Training in a clinic helps build student skills

November 13th, 2014

Hands-on training is one of the best ways of educating students. When using dental enterprise software, people who are learning the practice of dentistry and oral hygiene can gain valuable insight into their future professions. Appointments can be made using software that works the same as it  does in actual clinics. Additionally, students can work in a simulated environment that greatly resembles the one where they will be working for the rest of their careers. The better the software's ability to mimic real-world situations, the larger a student's knowledge base will be after graduation.

There are many examples of schools that have begun offering programs that are designed to emulate real-life situations.
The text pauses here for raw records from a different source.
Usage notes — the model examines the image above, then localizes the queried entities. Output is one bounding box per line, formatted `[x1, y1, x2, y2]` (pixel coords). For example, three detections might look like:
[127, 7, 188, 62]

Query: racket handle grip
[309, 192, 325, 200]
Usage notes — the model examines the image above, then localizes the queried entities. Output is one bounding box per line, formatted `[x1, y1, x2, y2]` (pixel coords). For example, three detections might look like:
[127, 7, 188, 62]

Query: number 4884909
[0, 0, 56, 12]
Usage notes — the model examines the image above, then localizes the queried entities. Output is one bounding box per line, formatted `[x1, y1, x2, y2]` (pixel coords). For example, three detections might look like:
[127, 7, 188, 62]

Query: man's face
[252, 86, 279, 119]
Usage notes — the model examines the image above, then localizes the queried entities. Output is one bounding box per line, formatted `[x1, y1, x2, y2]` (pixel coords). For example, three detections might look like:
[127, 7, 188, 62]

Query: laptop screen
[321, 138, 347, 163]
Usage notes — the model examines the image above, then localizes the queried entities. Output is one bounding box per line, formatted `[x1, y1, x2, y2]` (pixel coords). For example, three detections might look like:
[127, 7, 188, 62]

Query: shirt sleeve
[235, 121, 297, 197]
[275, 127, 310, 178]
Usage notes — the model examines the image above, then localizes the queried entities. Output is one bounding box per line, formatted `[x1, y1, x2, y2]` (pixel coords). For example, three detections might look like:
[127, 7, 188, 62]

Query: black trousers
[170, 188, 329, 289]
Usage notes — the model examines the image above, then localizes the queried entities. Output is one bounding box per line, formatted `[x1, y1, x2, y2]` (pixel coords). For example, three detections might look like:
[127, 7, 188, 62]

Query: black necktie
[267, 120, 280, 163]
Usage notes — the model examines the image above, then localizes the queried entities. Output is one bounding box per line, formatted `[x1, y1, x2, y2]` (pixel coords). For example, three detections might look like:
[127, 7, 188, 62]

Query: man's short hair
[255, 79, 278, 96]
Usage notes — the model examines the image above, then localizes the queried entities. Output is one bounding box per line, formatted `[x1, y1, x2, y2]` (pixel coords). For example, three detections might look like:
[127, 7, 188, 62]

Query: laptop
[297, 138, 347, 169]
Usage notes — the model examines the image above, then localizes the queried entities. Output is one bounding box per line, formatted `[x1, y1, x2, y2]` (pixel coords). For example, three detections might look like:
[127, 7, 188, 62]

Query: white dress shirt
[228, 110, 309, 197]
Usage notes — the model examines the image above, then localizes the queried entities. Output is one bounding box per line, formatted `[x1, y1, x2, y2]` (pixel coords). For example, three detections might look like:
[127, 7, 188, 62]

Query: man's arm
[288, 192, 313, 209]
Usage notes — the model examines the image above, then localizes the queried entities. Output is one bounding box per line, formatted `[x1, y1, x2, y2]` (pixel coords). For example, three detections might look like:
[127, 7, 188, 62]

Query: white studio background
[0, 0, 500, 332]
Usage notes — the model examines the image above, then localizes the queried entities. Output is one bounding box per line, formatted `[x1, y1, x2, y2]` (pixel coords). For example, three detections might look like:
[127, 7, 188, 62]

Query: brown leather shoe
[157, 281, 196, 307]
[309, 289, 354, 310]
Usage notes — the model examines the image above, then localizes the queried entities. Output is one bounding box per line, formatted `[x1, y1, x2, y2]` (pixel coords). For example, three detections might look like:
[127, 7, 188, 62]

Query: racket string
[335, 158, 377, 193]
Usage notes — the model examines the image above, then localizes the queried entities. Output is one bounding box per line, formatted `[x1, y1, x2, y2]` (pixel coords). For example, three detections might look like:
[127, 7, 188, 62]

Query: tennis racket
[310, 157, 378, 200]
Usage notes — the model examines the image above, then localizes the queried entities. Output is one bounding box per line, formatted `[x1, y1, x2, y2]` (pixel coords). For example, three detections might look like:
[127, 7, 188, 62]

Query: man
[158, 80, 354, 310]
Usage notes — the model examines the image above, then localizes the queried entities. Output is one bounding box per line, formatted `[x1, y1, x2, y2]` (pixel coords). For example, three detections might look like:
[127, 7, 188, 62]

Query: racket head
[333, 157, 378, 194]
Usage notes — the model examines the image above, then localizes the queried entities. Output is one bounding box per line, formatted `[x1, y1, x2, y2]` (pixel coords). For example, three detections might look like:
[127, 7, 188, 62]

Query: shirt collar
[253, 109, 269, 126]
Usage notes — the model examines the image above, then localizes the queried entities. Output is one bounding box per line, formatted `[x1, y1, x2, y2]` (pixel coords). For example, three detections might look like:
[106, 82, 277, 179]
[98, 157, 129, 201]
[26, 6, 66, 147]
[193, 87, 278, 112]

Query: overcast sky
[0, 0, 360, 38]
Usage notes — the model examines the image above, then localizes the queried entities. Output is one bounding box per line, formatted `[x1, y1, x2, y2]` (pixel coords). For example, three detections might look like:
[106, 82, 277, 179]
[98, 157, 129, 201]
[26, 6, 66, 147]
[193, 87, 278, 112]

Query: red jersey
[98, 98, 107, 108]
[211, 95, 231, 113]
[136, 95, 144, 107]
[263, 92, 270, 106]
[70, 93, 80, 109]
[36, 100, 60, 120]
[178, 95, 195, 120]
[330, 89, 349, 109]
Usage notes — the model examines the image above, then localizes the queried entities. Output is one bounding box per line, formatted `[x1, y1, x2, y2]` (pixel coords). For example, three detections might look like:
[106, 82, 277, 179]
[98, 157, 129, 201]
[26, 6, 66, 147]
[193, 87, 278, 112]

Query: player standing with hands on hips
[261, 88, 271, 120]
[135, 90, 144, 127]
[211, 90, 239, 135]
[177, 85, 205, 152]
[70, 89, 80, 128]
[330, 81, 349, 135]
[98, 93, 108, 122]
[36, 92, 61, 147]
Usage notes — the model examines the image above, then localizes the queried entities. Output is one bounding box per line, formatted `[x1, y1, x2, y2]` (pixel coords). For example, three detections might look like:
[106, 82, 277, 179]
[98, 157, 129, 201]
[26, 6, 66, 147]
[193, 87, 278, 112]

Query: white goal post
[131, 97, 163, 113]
For one example, Campus Technology recently reported that the University of Southern California is offering what it calls the DETER project, which is designed to emulate a cyber security program. Students learn everything they would need to know about a job without actually running any potential risks. In the same way, when students are using dental enterprise software, they are developing experience running a clinic in a much more controlled setting.

Extreme training
One example of the kind of training that can happen in a dental clinic, albeit in a far more extreme way, is a high school program that simulated a car accident to let students who were learning medical skills to practice them in a safe environment, as reported by Gulf Coast News Today.

"The goal is to have them come out and respond to a patient and go down their checklist that they were taught over the past few weeks," said Keith Martin, leader of the program and assistant fire chief of Gulf Shores Fire and Rescue. "It's almost like a final exam for skills, the same skills they need to have if they take the national registry if they choose to do that."

While dentists may not have to face broken bones, they will however have to deal with mental and physical challenges, and it helps students to have a clinic where they can practice their skills and learn about what it takes for a dentist to face rotten teeth and significant periodontal injuries. Likely, the most gruesome problems will be taken to a real dentist instead of one that is simply in training, but the incidents dealt with at a clinic will be real enough to foster courage and camaraderie.

A great way to build a clinic is with the same software that dentists and hygienists really use when they handle patient care. This means using quality dental enterprise software.

Practicing online
A separate article by Campus Technology detailed the way that Stanford has begun offering online programs. This is another benefit that schools using dental software can take advantage of. For example, students can learn on their own schedules and study whatever interests them. When writing assignments and lectures are made digital, professors can make more efficient and effective use of their classroom time.

"Developing an online pedagogy gave us the freedom to think anew about how people can best learn, retain, and use this material," said Peter DeMarzo, faculty director for educational technology at Stanford's Graduate School of Business. "We've created a Stanford experience that people can digest on their own turf, at their own pace and apply in real time."

Online courses are another way to provide students with the materials they need to advance in their field, whether it's dentistry or oral hygiene. Colleges that promote the use of dental software will likely have advantages when it comes to finding students.